Chapter 9
Finch rolls down the privacy barrier as they reach their destination, ready for his defense as soon as Reese notices.
"The Pierre, really, Harold?"
"I know your preference is for run-down old holes where you think you can hide better, John, but I might note that the staff at a luxury hotel is actually better at looking the other way when they see something out of the norm. Say, a doctor walking in wearing a pair of hospital slippers. I've taken the liberty of booking you for a week. Dr. and Mr. Johnson."
Finch passes a keycard into Reese's hand — he's also taken the liberty of hacking the hotel's system and checking them in already. Reese doesn't protest, but Finch also suspects that he'll move them well before the week is up. Finch shifts his focus in the rear view mirror to what he's been curious about the whole drive, Jessica Arndt.
The number Nathan managed to save. Finch had forgotten her number had been up on the screen when Nathan confronted him about the irrelevant list. He suspects she was the first person Nathan saved, but was she the last? Was Nathan trying to save numbers in those years before his death?
After Nathan had confronted Finch, he'd become more distant, checking in only every few days, sometimes once a week. Finch had assumed it was his anger over the irrelevant list, but what if Nathan had been out trying to save the numbers during that time?
And what if one of the numbers Nathan tried to save had ultimately been what got him killed? Finch was certain it was the machine, somehow finding a way to defend itself from what it perceived to be a threat, somehow routing death Nathan's way. Finch will never forget the sight of the driverless truck looming in the window, approaching Nathan in the driver's seat, that moment of horror before disaster and death.
It's a small comfort, as he pulls the car in front of the hotel entrance, to think that such a moment may not have come from the machine he'd created, at least in as direct a way as he'd thought. If Nathan was doing what he is doing now, trying to save the numbers, then Nathan may well have died in the same way Finch assumes he will, someday, by intervening with the wrong number.
He considers these things as he watches them enter the hotel, and he can't help but watch Jessica in her ill-fitting blue scrubs until she is out of sight. Any other numbers out there are speculation, but she has been saved by Nathan. Part of Finch has been steeped in years of computer science, years of statistics and probabilities, all of the skills he needed to build the machine, and that part bristles at the circumstances. But the part of Finch that reads voraciously and collects first editions of classic literature tells himself that perhaps, somehow, this was meant to be, and for now, that part of him is winning.

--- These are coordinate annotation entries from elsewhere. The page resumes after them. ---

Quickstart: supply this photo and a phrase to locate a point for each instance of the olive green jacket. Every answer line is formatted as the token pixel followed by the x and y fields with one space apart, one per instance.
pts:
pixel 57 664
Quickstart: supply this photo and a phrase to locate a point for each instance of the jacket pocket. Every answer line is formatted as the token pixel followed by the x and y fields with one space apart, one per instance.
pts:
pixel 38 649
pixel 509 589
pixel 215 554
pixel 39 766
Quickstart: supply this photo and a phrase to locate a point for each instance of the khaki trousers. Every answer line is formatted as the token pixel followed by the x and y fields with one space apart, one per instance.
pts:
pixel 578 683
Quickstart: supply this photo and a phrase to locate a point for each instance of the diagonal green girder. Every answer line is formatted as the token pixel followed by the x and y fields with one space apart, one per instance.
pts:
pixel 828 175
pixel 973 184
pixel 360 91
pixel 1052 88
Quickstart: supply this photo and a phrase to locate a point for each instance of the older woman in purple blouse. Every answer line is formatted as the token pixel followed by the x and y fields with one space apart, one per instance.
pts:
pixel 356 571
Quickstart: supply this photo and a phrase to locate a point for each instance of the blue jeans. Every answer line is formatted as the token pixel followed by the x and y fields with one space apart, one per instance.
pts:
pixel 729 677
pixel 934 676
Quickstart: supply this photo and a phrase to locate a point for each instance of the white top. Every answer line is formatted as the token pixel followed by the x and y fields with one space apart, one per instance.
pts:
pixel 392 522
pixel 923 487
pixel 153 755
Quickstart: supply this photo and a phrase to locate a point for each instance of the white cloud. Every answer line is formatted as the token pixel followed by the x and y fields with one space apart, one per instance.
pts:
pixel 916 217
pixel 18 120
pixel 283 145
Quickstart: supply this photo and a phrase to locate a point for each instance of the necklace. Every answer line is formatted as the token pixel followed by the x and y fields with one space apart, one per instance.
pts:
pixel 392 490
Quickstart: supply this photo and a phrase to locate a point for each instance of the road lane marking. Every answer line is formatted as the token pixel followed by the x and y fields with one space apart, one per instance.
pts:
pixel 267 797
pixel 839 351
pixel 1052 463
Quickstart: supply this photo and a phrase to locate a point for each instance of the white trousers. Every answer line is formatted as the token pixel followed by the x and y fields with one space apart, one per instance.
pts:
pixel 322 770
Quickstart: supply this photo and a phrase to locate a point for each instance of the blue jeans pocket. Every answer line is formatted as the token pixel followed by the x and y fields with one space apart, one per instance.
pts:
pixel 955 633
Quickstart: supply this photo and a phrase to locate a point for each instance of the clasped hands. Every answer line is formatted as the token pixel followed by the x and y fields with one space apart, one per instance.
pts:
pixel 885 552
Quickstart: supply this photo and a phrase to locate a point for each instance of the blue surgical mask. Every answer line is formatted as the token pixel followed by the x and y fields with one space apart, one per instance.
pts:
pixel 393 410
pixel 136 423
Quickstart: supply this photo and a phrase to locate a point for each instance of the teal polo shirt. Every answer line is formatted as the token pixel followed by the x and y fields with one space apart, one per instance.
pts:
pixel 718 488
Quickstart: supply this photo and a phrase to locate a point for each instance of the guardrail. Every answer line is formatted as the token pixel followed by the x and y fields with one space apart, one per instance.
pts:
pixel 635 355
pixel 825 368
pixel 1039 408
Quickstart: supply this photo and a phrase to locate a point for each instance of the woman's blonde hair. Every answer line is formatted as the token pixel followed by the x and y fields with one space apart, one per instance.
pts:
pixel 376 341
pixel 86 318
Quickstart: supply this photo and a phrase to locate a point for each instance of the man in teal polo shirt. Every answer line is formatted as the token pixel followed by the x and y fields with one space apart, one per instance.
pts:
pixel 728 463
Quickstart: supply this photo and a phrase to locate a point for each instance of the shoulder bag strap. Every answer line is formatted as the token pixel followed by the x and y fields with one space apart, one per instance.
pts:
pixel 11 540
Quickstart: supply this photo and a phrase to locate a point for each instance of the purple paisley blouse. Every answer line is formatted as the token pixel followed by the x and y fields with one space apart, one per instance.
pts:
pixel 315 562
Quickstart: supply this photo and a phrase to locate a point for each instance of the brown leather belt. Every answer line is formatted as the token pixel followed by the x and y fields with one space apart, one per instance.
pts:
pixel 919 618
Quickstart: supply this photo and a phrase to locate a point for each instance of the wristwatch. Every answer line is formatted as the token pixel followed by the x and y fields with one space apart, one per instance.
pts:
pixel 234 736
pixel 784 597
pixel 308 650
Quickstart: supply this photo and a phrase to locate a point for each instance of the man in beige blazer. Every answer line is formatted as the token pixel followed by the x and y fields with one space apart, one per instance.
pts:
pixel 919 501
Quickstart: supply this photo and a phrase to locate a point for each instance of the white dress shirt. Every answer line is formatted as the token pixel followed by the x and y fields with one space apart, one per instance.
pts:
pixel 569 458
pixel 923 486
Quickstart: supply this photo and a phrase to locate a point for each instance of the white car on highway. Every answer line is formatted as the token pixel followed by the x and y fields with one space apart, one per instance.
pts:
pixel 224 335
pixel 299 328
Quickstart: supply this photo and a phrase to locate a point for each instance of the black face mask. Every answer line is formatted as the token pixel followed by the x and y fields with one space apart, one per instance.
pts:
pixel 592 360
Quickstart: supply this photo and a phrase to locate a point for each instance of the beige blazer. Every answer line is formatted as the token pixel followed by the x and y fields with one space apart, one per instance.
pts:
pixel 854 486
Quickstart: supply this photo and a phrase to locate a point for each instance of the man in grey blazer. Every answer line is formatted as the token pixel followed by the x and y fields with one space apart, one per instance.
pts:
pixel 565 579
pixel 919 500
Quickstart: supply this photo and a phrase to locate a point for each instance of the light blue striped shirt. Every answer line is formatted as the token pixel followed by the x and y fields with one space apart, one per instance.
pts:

Finch pulls the car out into traffic and works his way down to Saks, where he valets the car, and walks into the store, relieved to be done with driving for awhile. He hates driving, especially in the city — there's a reason why he has a driver on call, all the time — but more and more of what they do require a level of discretion he doesn't trust any of his drivers to have.
This part, at least, is simple. He pulls aside a personal shopper, a slim brunette woman with a "Leslie" name tag he gauges to be near Jessica's age, and tells her the airline has lost his clients' luggage and they need things to get them through the next few days: clothes, shoes, new suitcases. It takes her an hour to gather up everything he's asked for; he thanks her and tips her very well.
There are more things Finch needs to do immediately for them — a stop at a pharmacy with the small bag he'd asked Leslie to leave empty, and then back to the hotel to drop off the luggage. But Finch's mind is already turning to the longer-term problem they have: Snow is not going to leave things like this. If Finch can't find a way to divert him, he'll continue to be a problem for Reese, Jessica, Carter, all of them.
Reese likes to joke that there is no machine, only Harold, but there is some truth to this. Finch is the one who built it up from nothing over the years, who created what may be the most complex artificial intelligence in the world, who then trained it, painstakingly, to think the same way Finch would, but with the ability to process several trillion times the input a normal human can.
The machine would be able to find something on Mark Snow, Finch is certain, if it was still an open system and he gave it the right instructions. Given enough time and patience, Finch will be able to do the same, and he wants nothing more than to be done with these errands so he can get back to the library and begin.